THERE is no doubt that Darlington's High Row requires some money spending on it. It needs to spruce up its image, to tidy up its features.

It needs to be rid of the buses which drive around as if they own the place - a town centre should be designed around people, not around the stench of the internal combustion engine.

But does Darlington's High Row need a wholescale change of image? By planning to remove the character-giving Victoriana and to change the idiosyncratic use of space, Darlington Council is agreeing to a wholesale change.

And if that wholescale change were to come to pass, would Darlington town centre lose its current identity, its existing uniqueness?

Would it come to look like any other modern town centre full of the same shops and the same architecture?

The Cornmill Shopping Centre has been a welcome addition to the town's shopping facilities and it has some interesting architectural features - most notably its glazed apex. But once you are inside it, you could be in any other shopping centre anywhere in Britain. It has no distinctive character of its own - will High Row go the same way with flights of uniform steps and an unrepresentative water feature?

Before embarking upon such wholesale and historic change, the council has to have an overwhelming argument to put before the people about why that change is so necessary and beneficial - and why the existing features cannot be restored and conserved.

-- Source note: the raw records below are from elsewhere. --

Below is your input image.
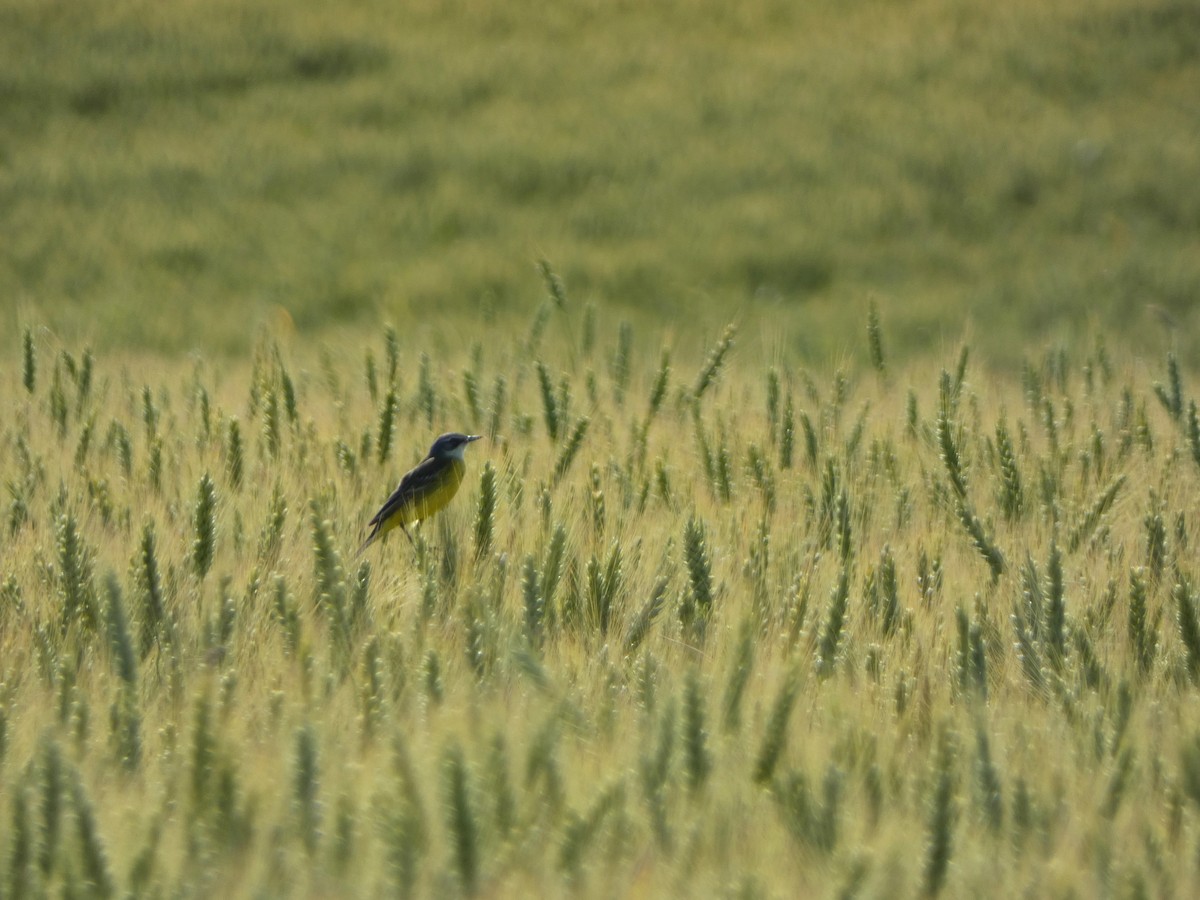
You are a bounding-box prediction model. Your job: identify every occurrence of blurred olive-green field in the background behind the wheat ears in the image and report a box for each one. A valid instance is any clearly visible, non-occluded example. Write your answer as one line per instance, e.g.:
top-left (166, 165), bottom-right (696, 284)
top-left (0, 0), bottom-right (1200, 365)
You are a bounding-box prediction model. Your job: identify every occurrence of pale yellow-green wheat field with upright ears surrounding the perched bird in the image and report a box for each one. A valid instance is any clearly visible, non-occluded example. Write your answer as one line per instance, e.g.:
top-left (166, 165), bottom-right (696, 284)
top-left (0, 297), bottom-right (1200, 898)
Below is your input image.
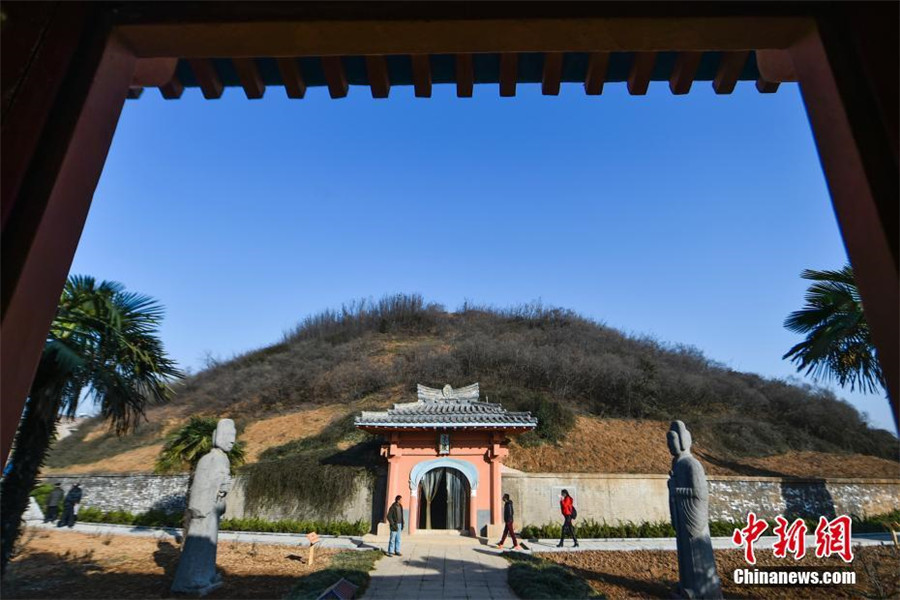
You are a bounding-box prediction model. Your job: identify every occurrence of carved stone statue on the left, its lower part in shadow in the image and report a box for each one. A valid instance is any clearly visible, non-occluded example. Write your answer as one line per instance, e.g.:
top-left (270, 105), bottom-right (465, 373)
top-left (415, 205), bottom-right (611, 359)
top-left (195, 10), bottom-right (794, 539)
top-left (172, 419), bottom-right (236, 596)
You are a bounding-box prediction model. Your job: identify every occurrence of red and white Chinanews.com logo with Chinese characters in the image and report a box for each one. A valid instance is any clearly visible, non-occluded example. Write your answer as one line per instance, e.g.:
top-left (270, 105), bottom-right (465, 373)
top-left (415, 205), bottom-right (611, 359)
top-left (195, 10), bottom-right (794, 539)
top-left (731, 512), bottom-right (856, 585)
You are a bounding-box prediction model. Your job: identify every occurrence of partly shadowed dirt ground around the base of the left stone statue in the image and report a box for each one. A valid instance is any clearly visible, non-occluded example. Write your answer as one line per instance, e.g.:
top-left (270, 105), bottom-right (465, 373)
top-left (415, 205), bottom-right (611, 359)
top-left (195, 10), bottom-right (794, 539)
top-left (2, 529), bottom-right (335, 599)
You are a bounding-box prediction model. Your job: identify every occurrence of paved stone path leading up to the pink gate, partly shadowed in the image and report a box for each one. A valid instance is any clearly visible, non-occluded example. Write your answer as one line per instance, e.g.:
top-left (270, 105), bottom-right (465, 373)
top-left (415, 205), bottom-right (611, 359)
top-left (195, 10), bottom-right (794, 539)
top-left (364, 536), bottom-right (516, 600)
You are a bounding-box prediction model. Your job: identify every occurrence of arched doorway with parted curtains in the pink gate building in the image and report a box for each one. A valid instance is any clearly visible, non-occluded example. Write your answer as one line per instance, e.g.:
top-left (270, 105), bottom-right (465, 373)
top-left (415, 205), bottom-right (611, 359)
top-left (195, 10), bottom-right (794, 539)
top-left (417, 467), bottom-right (471, 530)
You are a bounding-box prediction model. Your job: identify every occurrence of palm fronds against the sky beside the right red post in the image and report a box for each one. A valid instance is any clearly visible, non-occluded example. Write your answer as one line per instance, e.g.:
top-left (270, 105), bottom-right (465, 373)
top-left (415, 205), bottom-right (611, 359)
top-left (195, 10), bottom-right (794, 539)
top-left (782, 264), bottom-right (885, 393)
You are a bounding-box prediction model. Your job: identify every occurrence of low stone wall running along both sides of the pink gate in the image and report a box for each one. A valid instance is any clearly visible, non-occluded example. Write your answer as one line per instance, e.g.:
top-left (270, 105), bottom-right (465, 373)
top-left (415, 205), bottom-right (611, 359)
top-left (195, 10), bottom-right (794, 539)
top-left (43, 472), bottom-right (900, 525)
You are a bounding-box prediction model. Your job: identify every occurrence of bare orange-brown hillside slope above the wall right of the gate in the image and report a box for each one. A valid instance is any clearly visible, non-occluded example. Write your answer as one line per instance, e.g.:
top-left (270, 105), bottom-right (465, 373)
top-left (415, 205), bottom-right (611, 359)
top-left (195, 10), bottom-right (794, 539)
top-left (505, 416), bottom-right (900, 478)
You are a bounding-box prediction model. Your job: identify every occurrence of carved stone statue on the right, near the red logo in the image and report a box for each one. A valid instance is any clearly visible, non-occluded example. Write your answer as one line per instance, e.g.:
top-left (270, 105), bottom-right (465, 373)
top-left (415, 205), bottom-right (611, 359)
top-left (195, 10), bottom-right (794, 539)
top-left (666, 421), bottom-right (722, 598)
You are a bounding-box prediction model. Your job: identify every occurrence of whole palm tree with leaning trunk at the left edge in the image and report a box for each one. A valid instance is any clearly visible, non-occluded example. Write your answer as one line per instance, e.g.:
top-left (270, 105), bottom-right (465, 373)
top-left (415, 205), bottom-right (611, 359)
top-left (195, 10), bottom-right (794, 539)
top-left (0, 276), bottom-right (182, 571)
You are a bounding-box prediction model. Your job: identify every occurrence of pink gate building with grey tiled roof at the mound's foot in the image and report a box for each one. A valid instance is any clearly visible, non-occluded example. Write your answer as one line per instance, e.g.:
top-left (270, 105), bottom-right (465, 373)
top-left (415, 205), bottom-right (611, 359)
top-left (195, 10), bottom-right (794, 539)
top-left (356, 383), bottom-right (537, 535)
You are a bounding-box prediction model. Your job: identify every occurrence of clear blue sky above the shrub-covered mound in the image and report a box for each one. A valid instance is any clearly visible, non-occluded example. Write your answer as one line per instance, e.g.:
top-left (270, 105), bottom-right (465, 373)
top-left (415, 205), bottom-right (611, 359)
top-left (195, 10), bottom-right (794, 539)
top-left (72, 82), bottom-right (893, 430)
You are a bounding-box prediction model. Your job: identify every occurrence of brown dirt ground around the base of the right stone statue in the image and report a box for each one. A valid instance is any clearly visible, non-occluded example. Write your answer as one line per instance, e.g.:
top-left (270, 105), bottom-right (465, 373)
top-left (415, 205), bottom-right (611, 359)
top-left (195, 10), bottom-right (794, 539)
top-left (540, 546), bottom-right (900, 600)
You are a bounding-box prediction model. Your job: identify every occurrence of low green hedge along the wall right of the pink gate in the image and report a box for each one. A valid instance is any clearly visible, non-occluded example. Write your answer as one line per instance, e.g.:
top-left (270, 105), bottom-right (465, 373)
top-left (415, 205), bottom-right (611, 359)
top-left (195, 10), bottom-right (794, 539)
top-left (520, 510), bottom-right (900, 539)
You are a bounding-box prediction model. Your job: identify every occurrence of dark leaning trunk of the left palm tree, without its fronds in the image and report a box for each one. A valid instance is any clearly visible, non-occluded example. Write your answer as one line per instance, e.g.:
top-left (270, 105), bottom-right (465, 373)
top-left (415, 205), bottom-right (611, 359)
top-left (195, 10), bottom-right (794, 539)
top-left (0, 399), bottom-right (56, 573)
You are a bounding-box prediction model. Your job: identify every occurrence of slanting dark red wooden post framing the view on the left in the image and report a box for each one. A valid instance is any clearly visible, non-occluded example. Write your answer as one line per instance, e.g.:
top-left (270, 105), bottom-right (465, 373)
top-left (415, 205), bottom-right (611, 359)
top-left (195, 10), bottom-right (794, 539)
top-left (0, 32), bottom-right (136, 461)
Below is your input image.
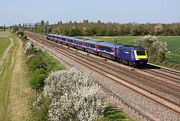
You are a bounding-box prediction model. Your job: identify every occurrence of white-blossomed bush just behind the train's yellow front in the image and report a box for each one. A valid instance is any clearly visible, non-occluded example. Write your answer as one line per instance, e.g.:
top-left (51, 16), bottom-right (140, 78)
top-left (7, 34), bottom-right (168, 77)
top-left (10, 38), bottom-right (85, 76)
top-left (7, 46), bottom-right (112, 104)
top-left (134, 35), bottom-right (170, 62)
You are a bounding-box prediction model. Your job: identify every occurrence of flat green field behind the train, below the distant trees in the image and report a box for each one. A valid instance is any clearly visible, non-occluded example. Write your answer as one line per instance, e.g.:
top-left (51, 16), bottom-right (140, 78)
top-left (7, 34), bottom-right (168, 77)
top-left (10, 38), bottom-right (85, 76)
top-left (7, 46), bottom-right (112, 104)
top-left (81, 36), bottom-right (180, 64)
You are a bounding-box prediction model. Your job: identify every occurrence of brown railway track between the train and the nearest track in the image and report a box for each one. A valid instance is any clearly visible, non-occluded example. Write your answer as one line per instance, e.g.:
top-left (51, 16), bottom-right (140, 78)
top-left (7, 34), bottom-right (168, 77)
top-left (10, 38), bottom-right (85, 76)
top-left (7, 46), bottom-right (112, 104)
top-left (26, 33), bottom-right (180, 101)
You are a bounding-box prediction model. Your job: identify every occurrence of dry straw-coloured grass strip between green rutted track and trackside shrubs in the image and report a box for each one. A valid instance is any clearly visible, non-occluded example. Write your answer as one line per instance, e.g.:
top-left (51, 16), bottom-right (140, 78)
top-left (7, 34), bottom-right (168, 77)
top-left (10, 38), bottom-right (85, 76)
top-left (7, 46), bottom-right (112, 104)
top-left (8, 38), bottom-right (32, 121)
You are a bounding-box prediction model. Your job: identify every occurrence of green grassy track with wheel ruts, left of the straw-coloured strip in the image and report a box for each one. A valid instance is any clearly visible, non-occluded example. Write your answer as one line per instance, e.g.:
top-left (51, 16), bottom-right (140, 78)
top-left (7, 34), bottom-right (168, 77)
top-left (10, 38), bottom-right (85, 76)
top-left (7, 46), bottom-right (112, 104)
top-left (0, 36), bottom-right (18, 121)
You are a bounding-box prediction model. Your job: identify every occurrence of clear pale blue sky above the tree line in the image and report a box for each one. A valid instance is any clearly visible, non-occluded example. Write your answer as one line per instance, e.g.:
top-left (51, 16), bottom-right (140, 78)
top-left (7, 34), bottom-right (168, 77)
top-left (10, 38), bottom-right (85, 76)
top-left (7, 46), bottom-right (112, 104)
top-left (0, 0), bottom-right (180, 25)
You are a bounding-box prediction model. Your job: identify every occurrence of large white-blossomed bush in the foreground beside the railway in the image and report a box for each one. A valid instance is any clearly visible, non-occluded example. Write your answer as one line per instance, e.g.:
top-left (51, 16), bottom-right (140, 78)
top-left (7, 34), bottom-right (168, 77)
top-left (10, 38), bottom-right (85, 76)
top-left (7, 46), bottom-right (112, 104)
top-left (43, 68), bottom-right (105, 121)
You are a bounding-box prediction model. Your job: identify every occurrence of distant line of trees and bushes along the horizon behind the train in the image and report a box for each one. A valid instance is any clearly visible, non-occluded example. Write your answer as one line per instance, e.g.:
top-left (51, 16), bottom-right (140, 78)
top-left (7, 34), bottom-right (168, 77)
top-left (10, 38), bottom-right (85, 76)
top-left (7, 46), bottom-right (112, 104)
top-left (29, 20), bottom-right (180, 36)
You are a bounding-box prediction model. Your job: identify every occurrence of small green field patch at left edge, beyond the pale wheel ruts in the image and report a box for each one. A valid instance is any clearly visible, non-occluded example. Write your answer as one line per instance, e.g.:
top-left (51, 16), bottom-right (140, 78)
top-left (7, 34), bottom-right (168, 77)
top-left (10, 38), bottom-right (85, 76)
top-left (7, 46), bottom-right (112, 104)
top-left (0, 37), bottom-right (10, 59)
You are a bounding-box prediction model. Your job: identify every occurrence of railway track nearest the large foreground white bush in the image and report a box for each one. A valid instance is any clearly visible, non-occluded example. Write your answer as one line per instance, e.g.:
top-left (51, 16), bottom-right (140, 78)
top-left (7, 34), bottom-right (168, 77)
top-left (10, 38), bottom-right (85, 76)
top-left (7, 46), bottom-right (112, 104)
top-left (26, 31), bottom-right (180, 113)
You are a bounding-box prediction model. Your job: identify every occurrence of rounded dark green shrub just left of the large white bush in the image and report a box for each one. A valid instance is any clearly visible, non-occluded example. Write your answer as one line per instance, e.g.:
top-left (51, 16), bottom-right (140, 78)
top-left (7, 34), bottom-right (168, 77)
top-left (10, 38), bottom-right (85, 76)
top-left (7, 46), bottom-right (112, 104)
top-left (30, 68), bottom-right (47, 91)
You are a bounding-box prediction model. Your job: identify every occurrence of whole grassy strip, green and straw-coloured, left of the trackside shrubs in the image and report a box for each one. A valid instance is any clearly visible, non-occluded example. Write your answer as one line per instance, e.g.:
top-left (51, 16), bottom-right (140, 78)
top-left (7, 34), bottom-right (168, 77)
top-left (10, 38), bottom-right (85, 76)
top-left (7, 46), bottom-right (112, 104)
top-left (0, 31), bottom-right (32, 121)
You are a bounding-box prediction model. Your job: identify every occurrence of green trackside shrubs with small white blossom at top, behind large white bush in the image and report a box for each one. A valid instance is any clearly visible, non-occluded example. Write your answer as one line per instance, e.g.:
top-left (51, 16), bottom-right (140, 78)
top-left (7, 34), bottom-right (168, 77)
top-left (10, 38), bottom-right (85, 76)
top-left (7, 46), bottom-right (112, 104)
top-left (24, 42), bottom-right (64, 91)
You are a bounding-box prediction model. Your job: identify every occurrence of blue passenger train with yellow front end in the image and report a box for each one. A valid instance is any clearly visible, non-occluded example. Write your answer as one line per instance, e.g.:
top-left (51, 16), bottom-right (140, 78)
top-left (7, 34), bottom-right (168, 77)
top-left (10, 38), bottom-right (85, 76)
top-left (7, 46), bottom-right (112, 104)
top-left (47, 34), bottom-right (148, 67)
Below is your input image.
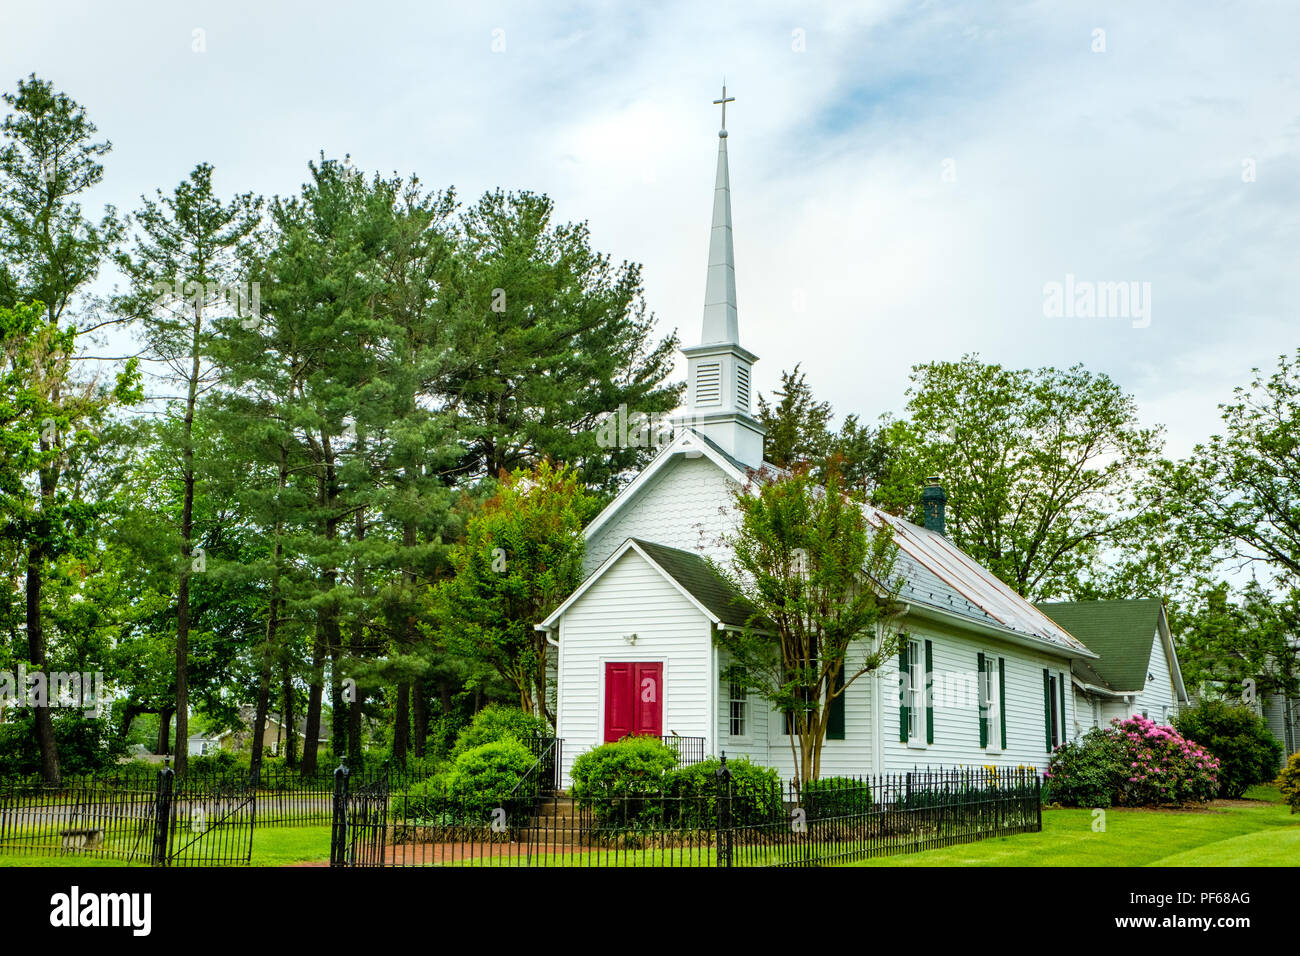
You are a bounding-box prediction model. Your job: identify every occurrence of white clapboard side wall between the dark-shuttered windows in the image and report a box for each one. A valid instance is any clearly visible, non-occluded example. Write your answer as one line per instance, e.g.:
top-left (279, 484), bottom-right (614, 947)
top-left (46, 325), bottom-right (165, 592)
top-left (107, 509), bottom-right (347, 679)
top-left (880, 624), bottom-right (1075, 773)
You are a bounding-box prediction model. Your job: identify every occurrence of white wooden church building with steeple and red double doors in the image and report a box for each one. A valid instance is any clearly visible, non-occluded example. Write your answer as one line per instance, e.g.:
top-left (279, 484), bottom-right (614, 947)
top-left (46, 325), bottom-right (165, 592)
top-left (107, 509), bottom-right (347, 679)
top-left (538, 90), bottom-right (1149, 787)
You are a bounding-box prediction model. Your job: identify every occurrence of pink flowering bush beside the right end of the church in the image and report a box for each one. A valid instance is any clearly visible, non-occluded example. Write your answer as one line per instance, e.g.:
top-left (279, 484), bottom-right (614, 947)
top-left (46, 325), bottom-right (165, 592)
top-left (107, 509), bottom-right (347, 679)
top-left (1047, 715), bottom-right (1219, 806)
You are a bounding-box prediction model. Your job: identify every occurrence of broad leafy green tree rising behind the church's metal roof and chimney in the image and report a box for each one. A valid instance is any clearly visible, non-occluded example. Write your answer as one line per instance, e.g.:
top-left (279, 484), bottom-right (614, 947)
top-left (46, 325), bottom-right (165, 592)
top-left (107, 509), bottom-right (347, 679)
top-left (876, 355), bottom-right (1160, 600)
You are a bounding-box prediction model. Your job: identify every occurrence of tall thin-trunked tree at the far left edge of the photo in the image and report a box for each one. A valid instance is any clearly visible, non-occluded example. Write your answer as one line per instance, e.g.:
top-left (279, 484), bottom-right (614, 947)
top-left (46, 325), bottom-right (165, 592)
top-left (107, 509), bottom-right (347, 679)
top-left (0, 74), bottom-right (129, 782)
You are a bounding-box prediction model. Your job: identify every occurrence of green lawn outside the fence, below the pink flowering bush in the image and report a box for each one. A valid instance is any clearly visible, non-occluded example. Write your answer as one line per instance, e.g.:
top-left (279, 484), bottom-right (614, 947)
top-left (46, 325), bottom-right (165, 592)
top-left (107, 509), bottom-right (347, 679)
top-left (855, 787), bottom-right (1300, 866)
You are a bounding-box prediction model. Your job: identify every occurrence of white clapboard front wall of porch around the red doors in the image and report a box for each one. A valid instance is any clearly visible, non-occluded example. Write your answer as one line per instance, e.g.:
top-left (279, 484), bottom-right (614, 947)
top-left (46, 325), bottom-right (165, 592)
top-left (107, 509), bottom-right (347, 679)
top-left (558, 550), bottom-right (712, 787)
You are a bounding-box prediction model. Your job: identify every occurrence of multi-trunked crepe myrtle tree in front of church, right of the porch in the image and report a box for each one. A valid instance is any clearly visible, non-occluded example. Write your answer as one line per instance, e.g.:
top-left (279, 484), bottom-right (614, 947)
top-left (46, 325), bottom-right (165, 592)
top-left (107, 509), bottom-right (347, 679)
top-left (714, 463), bottom-right (901, 787)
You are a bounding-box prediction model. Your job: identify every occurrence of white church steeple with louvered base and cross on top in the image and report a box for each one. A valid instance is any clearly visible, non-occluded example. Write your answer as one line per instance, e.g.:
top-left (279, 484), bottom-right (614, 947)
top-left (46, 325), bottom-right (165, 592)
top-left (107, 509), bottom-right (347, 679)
top-left (681, 86), bottom-right (763, 468)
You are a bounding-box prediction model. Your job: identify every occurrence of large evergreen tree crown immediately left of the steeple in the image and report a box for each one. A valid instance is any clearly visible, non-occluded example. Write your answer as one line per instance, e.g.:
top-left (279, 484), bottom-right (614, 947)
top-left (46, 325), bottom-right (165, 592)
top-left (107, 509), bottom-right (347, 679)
top-left (447, 191), bottom-right (684, 490)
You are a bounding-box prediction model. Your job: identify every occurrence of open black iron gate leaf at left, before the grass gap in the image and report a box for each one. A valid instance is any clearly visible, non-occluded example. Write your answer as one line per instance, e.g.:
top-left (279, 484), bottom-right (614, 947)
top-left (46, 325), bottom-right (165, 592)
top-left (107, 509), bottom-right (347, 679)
top-left (153, 774), bottom-right (257, 866)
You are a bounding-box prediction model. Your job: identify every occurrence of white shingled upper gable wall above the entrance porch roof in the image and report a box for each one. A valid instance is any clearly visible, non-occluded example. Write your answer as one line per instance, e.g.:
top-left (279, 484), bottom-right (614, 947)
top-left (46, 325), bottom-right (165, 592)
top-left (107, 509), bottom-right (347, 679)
top-left (584, 457), bottom-right (736, 574)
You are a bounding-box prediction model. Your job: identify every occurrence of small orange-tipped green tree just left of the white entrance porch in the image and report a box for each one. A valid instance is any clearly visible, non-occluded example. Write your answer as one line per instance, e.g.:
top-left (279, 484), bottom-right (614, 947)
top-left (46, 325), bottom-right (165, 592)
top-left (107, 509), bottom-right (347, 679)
top-left (434, 462), bottom-right (597, 726)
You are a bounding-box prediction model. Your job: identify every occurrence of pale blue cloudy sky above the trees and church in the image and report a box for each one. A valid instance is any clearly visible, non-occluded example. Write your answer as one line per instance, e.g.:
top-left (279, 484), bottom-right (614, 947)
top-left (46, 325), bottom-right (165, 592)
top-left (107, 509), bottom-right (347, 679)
top-left (0, 0), bottom-right (1300, 454)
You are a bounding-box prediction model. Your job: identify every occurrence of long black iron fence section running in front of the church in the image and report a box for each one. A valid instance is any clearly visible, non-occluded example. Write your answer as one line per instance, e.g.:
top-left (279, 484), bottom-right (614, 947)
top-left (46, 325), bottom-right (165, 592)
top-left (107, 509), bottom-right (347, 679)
top-left (330, 760), bottom-right (1041, 866)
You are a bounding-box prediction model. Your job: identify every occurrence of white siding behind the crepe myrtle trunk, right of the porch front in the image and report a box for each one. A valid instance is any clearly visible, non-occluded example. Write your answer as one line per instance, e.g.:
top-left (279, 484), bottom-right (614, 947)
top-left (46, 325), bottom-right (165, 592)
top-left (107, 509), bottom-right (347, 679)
top-left (718, 644), bottom-right (874, 782)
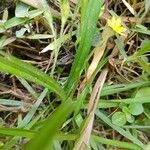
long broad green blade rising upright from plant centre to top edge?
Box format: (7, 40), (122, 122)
(65, 0), (102, 93)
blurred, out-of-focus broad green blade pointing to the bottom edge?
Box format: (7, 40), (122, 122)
(26, 100), (75, 150)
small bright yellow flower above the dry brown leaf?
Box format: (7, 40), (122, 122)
(107, 16), (126, 35)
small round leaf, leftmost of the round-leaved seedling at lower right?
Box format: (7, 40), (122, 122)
(111, 111), (127, 126)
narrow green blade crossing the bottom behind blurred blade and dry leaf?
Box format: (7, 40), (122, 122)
(0, 128), (141, 150)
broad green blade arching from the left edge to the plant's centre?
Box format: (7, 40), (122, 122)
(0, 55), (66, 100)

At the moment, the council does not have an overwhelming argument. It just has a vague, detail-less concept. Yet it expects its people to be happy that this concept should be pushed through, flattening the features that a century of Darlingtonians have grown up regarding as the identity of their home town.

And, of all the councils in the North-East, Darlington has to be the most careful in this respect. Because 30 years ago, the previous generation of councillors tried to force through the Shepherd Plan which would have destroyed all the historic features of the Market Place.

Pressure from townspeople eventually caused the rejection of the Shepherd Plan - thankfully, because, with hindsight, it is now unanimously regarded as a hideous 1960s abomination.

Before the council proceeds this time, it has to present a detailed case to its public, and it has to debate and discuss that case fully in public. And it has to carry its public with it.

It has yet to do any of these things.